00:20In this third video,
00:22we'll discuss data collection
00:24or how to structure your data in a spreadsheet
00:27so that you can share the data files
00:29with a statistician for analysis.
00:32We'll also discuss variable types and special considerations
00:37for quantitative, categorical, and time-to-event data.
00:43Collecting good data is important
00:45because the data enable you
00:47to answer your research question.
00:49Generally, we're interested in the effect
00:51of one or more exposure
00:53on one or more outcome of interest.
00:56Exposures and outcomes are key variables to collect.
01:00There may be several other descriptive characteristics
01:03that we would like to either report
01:05when we're describing the sample
01:07or control or adjust for in the analysis.
01:11We can also explore these variables
01:13as possible effect modifiers
01:14or as characteristics that define subgroups of interest.
01:19These additional variables are also recorded
01:21during data collection.
01:23What is the structure of this data table?
01:26Specifically, the rows contain information
01:29from different subjects
01:30and the columns contain the different characteristics
01:33or variables collected on the subjects.
01:36This means that the number of rows in your data table
01:39corresponds to the number of participants,
01:42not including the header row
01:44or the row that contains the variable names.
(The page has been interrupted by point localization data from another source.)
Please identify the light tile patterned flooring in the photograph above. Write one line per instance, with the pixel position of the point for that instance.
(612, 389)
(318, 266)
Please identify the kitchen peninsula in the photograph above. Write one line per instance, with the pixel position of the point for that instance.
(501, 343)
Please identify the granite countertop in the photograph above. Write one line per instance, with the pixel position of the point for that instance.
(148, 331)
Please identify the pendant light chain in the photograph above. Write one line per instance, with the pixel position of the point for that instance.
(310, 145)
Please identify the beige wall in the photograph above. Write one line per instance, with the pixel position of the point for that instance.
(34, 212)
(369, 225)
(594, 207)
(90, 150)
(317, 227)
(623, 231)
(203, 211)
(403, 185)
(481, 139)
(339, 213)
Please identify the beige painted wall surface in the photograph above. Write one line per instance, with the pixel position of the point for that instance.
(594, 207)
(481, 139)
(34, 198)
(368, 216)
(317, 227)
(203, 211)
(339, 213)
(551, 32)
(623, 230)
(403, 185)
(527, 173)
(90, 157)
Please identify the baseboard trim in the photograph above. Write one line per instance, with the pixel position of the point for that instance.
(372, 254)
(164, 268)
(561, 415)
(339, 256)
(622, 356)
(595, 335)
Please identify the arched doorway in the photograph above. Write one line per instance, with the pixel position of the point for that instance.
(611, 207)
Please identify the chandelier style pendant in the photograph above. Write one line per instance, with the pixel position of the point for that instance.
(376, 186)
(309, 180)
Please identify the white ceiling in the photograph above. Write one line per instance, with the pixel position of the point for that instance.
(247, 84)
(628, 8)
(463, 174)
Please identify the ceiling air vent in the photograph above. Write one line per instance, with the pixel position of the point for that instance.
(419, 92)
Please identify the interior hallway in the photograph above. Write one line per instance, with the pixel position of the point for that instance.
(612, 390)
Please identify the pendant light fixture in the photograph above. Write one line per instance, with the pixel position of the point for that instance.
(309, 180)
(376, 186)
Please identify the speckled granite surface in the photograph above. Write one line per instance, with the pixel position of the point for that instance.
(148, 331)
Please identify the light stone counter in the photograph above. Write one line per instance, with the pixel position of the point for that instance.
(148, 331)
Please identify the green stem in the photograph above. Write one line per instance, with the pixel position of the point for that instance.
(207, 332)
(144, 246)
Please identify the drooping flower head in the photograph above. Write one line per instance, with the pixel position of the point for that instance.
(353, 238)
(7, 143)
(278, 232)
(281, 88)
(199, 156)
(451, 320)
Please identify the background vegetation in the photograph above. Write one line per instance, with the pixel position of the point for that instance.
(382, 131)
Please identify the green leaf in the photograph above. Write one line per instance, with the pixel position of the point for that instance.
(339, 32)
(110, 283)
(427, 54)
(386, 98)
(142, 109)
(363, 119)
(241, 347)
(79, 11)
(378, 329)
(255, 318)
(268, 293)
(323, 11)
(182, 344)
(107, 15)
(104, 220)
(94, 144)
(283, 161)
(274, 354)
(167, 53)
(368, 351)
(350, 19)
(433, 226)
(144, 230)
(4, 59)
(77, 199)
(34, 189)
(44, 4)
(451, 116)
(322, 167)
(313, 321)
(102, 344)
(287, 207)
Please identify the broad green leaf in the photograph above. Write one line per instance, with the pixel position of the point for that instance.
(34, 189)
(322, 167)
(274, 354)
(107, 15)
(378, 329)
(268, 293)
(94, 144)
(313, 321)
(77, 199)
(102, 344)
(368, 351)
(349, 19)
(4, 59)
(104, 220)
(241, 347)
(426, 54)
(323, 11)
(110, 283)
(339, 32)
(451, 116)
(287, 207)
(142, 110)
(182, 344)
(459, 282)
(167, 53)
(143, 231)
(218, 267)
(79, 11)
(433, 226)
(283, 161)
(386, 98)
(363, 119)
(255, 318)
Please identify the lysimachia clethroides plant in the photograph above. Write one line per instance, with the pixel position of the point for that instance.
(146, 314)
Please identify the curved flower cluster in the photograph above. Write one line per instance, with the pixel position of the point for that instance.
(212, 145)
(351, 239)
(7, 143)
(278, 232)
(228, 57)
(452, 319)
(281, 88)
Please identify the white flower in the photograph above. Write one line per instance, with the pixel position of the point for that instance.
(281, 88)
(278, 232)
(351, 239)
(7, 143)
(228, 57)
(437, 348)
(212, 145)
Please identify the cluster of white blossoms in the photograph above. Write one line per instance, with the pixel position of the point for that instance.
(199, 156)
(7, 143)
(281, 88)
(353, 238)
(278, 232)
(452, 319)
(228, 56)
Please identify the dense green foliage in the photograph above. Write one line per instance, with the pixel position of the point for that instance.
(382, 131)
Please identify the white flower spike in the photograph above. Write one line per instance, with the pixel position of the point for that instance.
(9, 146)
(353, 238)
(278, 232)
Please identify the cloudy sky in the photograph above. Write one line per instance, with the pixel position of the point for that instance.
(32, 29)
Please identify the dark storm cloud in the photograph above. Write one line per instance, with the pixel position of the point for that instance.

01:47The number of columns in your data table
01:49corresponds to the number of variables in your data table.
01:54There are several features of this table
01:56that I want to discuss further,
01:58but first, let's review a few options available to you
02:02for collecting your study data.
02:05About 90% of the time,
02:07we work with data collected in Excel spreadsheets.
02:11Although Excel was not designed as a data capture tool
02:14for clinical research,
02:16it does provide an easy way to collect,
02:19store and share your data.
02:22A nice feature of Excel is the ability to quickly filter
02:26on different variables.
02:28To enable filtering, go to the Data tab.
02:31And then, select the Filter button.
02:34After we turn filtering on,
02:36notice how the cells in the header row
02:38that contain the variable names
02:40now have a dropdown button on the right side of the cell.
02:44If you click this button and select or filter
02:47on the values that you want to view,
02:50for example, suppose sex equals 1 corresponds to males.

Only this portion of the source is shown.